Era un vestito molto bello: con maniche a tre quarti, uno scollo a V non troppo pronunciato, e un’elegante svasatura che partiva dai fianchi. Aveva delle decorazioni argentate sui bordi, ma per lo più era inderogabilmente e indubitabilmente blu.

Come i suoi fermagli. Come le sue scarpe. Come la sua borsa. Come i suoi orecchini.

Tutto blu.

Sorrise inconsciamente al nulla davanti a sé: chissà come sarebbe stato sorpreso Draco nel vederla.

« Davis non arriva… »

Si voltò verso Ginny, che aveva un bellissimo vestito rosso scuro ma l’aria di un’anima in pena. Continuava a sussurrare frasi incomprensibili. Gliene aveva anche chiesto il motivo, ma aveva avuto l’impressione che ce l’avesse un po’ con lei, e che non volesse proprio dirglielo.
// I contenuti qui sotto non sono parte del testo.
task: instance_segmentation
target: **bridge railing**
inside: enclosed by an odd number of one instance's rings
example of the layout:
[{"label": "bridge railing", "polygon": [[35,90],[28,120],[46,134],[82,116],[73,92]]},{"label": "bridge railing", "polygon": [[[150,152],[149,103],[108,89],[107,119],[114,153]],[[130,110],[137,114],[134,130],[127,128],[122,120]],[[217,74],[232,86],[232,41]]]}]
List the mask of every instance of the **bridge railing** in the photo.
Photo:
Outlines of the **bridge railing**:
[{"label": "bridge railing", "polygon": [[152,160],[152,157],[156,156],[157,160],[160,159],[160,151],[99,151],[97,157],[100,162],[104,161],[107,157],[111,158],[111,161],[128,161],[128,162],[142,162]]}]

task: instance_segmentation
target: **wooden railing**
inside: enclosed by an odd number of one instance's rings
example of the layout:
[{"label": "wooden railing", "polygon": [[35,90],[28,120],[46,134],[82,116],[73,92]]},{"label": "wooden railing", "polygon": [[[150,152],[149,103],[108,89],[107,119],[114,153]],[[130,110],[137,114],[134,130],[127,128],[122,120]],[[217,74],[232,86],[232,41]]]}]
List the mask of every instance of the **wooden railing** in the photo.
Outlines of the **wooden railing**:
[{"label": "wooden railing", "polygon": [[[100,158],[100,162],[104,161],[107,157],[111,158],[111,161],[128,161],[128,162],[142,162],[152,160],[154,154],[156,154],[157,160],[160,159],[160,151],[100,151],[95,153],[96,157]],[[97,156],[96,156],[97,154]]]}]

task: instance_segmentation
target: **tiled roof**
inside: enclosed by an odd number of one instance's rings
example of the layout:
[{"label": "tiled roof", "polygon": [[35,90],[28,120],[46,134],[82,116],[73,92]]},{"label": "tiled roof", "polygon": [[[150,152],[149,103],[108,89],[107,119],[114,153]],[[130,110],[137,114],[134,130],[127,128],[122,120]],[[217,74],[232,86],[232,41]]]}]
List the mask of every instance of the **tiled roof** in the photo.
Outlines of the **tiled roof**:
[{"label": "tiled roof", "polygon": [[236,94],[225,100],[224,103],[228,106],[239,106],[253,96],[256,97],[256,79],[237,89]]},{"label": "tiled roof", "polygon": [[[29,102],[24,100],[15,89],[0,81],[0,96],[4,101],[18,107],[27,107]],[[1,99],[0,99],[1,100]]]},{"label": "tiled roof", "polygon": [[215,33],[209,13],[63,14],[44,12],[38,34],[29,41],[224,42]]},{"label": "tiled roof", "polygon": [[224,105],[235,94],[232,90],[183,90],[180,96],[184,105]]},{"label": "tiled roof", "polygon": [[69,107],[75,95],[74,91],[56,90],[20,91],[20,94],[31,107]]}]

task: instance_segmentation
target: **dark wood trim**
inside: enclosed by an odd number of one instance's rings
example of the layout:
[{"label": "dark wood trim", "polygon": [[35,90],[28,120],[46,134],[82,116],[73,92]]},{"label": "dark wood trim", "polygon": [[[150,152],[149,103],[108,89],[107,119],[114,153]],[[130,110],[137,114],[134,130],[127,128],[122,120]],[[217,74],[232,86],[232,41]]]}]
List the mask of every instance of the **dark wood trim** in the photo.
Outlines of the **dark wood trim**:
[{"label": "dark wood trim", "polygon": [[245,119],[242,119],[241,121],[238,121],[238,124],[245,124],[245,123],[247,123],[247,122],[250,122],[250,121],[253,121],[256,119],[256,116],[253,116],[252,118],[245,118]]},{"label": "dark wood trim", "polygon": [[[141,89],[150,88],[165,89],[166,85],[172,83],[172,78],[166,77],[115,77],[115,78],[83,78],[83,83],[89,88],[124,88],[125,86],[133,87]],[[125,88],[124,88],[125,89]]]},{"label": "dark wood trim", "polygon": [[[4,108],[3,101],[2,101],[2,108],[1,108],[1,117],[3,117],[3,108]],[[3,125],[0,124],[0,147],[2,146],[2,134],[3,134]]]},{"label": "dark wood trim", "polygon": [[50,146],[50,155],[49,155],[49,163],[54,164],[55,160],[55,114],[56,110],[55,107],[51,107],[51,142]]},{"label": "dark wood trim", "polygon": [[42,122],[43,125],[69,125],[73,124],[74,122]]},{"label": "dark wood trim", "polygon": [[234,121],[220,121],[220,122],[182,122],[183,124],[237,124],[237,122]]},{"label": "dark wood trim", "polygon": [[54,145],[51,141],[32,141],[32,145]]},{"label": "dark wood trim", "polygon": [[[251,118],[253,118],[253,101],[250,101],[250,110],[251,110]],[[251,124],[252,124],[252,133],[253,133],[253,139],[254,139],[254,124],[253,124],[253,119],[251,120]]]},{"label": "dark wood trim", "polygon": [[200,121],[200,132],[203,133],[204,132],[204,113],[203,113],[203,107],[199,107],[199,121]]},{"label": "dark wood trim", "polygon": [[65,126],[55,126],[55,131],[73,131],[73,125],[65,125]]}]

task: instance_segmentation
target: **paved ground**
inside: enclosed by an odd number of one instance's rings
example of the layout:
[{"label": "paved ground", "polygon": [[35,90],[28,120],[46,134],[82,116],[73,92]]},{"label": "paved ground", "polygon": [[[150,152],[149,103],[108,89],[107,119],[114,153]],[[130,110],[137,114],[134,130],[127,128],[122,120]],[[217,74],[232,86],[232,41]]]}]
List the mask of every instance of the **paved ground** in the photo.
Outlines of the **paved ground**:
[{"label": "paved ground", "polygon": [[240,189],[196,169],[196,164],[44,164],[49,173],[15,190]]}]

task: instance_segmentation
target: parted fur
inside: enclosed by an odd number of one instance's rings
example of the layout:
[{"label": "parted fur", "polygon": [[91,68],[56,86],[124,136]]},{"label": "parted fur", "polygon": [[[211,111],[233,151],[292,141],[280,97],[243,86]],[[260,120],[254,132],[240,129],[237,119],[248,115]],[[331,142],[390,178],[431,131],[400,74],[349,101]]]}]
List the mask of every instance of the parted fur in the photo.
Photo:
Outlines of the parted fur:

« Spero per Malfoy che non abbia fatto scherzi… » la sentì di nuovo sussurrare, e con grande cautela e gentilezza le chiese:

« Cerchi Dean? »

Ginny scosse meccanicamente il capo.

« No. » rispose inquieta, senza smettere di guardarsi in giro.

La imitò anche lei, e all’improvviso vide Draco comparire dall’ingresso della Sala Grande.

« Oh, ecco Draco! » Esclamò, gioiosa. « Draco! » Lo chiamò sbracciandosi per farsi vedere.

Sentì un peso trascinarle giù il braccio, e si accorse che Ginny gli si era avventata addosso e la guardava scioccata.

« Abbassa quella mano! » Esclamò in un filo di voce, come se fosse terrorizzata da qualcosa.

Da cosa, però, lei non lo sapeva.

Stette per metterle una mano sulla spalla, e garantirle che l’avrebbe aiutata qualunque fosse la questione che l’angustiava. Ma non poté farlo, perché prima che potesse chiederle quale fosse il suo problema, Draco Malfoy le raggiunse e si parò loro davanti.

Hermione Jane Granger rimase per un momento senza molte parole.

Davanti a lei c’era un Draco diverso da quello che conosceva.

Fu strano rendersi conto che, anche se l’abito non fa il monaco, quell’abito da sera blu notte, fatto su misura ed estremamente elegante, metteva in luce qualcosa che forse era sempre rimasto nascosto dietro la divisa da quidditch e l’uniforme della scuola.

Si rese conto che presto Draco Malfoy sarebbe diventato un adulto.

Che la persona che gli stava davanti in quel momento era un ritratto fedele di chi sarebbe arrivato di lì a pochi anni.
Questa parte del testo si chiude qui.